Reputation: 471
I have a pdf file with tables in it and would like to read it as a dataframe using tabula. But only the first PDF page has column header. The headers of dataframes after page 1 becomes the first row on information. Is there any way that I can add the header from page 1 dataframe to the rest of the dataframes? Thanks in advance. Much appreciated!
Upvotes: 2
Views: 16171
Reputation: 196
One can solve this by following steps:
Read the PDF:
tables = tabula.read_pdf(filename, pages='all', pandas_options={'header': None})
This will create a list of dataframes, having pages as dataframe in the list.
pandas_options={'header': None} is used not to take first row as header in the dataframe.
So, the header of the first page will be first row of dataframe in tables list.
Saving header in a variable:
cols = tables[0].values.tolist()[0]
This will create a list named cols, having first row of first df in tables list which is our header.

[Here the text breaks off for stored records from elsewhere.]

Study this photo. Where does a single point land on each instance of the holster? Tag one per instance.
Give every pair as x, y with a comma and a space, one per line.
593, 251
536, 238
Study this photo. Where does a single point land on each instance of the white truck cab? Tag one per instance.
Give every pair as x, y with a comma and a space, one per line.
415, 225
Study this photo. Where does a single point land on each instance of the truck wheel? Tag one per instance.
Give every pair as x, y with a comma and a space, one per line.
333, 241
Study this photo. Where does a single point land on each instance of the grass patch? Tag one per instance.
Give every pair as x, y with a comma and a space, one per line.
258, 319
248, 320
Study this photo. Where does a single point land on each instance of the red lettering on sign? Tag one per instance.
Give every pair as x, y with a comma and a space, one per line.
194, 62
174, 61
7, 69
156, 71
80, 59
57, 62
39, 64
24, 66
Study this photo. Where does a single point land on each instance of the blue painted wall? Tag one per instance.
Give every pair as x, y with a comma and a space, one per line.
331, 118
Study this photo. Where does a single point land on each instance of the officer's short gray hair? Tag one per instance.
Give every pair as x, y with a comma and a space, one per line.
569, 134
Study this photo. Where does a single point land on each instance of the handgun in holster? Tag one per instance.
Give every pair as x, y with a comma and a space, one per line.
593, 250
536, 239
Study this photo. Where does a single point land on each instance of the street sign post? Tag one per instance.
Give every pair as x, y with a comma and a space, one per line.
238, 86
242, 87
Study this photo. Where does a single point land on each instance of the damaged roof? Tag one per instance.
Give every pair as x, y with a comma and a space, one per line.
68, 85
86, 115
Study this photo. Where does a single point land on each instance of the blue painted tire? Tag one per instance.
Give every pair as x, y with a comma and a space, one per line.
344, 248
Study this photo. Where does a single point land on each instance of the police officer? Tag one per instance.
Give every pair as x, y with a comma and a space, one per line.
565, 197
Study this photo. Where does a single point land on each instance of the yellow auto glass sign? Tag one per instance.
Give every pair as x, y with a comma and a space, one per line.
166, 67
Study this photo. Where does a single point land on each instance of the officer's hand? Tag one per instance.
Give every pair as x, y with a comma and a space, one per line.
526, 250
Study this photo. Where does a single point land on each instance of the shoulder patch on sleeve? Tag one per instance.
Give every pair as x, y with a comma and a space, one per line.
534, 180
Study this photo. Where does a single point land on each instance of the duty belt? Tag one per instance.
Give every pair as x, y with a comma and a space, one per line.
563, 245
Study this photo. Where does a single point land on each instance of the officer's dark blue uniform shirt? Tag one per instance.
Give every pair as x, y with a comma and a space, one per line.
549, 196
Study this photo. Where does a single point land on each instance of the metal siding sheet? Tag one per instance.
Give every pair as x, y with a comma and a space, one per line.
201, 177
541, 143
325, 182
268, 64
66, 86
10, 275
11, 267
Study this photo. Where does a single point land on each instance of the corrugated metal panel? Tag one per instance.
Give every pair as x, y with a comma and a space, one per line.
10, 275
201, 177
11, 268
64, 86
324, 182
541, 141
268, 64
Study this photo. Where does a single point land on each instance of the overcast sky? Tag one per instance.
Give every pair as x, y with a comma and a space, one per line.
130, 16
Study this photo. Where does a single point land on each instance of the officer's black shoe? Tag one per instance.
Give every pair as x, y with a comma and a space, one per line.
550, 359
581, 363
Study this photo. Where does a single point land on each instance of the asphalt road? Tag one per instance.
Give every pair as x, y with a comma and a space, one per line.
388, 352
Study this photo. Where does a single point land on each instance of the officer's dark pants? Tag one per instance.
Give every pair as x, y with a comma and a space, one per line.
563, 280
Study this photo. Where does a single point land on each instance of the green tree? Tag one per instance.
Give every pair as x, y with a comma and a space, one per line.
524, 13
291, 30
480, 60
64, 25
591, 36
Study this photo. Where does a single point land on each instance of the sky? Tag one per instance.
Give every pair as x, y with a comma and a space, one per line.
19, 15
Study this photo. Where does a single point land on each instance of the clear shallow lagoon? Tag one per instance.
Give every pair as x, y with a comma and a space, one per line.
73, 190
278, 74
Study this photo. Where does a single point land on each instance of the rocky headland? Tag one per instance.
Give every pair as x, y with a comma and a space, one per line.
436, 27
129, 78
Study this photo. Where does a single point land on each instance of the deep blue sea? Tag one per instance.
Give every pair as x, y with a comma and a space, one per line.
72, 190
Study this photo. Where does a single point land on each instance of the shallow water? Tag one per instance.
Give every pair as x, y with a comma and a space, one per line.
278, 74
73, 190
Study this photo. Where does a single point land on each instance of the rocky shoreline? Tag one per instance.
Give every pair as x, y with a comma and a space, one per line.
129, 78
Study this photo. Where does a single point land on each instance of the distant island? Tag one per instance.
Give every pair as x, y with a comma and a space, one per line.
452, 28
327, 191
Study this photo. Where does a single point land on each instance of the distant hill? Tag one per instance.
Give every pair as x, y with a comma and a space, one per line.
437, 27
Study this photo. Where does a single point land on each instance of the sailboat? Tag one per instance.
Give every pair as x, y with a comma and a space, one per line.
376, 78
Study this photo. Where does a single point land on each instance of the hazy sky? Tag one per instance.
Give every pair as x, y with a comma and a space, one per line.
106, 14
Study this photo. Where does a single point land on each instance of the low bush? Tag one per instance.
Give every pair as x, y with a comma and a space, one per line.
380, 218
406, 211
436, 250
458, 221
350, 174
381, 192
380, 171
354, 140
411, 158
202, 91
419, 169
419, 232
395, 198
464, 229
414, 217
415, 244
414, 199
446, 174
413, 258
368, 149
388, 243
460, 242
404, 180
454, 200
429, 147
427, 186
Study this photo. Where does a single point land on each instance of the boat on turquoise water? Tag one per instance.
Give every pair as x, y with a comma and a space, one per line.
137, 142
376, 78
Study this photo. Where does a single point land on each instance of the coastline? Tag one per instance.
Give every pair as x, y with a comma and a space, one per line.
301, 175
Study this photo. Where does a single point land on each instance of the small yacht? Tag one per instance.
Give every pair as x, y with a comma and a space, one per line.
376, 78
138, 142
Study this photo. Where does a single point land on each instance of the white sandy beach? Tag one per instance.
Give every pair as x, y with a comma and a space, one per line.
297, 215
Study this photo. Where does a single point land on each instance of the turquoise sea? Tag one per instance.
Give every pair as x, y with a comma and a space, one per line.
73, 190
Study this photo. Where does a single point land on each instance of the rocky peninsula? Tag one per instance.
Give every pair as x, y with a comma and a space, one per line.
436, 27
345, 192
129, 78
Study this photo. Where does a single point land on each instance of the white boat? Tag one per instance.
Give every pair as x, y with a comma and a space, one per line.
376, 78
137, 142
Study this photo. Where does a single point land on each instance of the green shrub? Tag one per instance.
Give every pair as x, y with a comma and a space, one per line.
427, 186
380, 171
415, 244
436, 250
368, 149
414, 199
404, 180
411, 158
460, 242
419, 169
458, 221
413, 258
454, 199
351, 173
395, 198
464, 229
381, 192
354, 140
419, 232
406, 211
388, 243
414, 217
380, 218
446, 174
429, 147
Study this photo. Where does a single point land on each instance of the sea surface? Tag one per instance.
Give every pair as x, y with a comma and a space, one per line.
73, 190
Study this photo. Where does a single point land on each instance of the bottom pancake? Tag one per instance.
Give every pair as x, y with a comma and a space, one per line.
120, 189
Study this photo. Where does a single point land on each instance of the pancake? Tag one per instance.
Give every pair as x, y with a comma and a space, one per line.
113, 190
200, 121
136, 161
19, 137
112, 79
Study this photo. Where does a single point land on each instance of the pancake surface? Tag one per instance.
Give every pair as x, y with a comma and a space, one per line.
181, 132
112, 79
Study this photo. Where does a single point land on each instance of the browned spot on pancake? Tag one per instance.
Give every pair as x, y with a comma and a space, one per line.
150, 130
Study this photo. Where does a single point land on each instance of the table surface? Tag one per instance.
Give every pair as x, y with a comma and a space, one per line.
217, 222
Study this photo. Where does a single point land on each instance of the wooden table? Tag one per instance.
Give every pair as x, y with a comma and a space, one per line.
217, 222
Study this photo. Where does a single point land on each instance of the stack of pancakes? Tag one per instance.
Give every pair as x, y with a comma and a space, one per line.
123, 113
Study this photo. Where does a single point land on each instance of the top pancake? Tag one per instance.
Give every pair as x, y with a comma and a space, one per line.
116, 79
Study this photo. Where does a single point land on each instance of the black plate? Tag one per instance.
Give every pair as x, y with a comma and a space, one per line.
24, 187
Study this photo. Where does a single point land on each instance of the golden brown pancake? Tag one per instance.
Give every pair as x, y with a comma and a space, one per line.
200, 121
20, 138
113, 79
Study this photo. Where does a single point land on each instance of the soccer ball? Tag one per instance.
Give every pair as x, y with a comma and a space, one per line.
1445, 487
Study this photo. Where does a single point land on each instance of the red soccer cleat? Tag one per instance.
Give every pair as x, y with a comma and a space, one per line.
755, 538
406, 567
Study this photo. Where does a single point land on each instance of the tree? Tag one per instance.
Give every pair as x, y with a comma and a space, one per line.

Removing first row of first page:
tables[0] = tables[0].iloc[1:]
This line will remove first row of first df(page) in tables list, as we have already stored in a variable we do not need it anymore.
Giving header to all the pages:
for df in tables: df.columns = cols
This loop will iterate through every dfs(pages) and give them the header we stored in cols variable.
So the header from page 1 dataframe will be given to the rest of the dataframes(pages).
You can also concat it in one dataframe with
import pandas as pd
and:
df_Final = pd.concat(tables)
Hope this helps you, thanks for this oppurtunity.
Upvotes: 10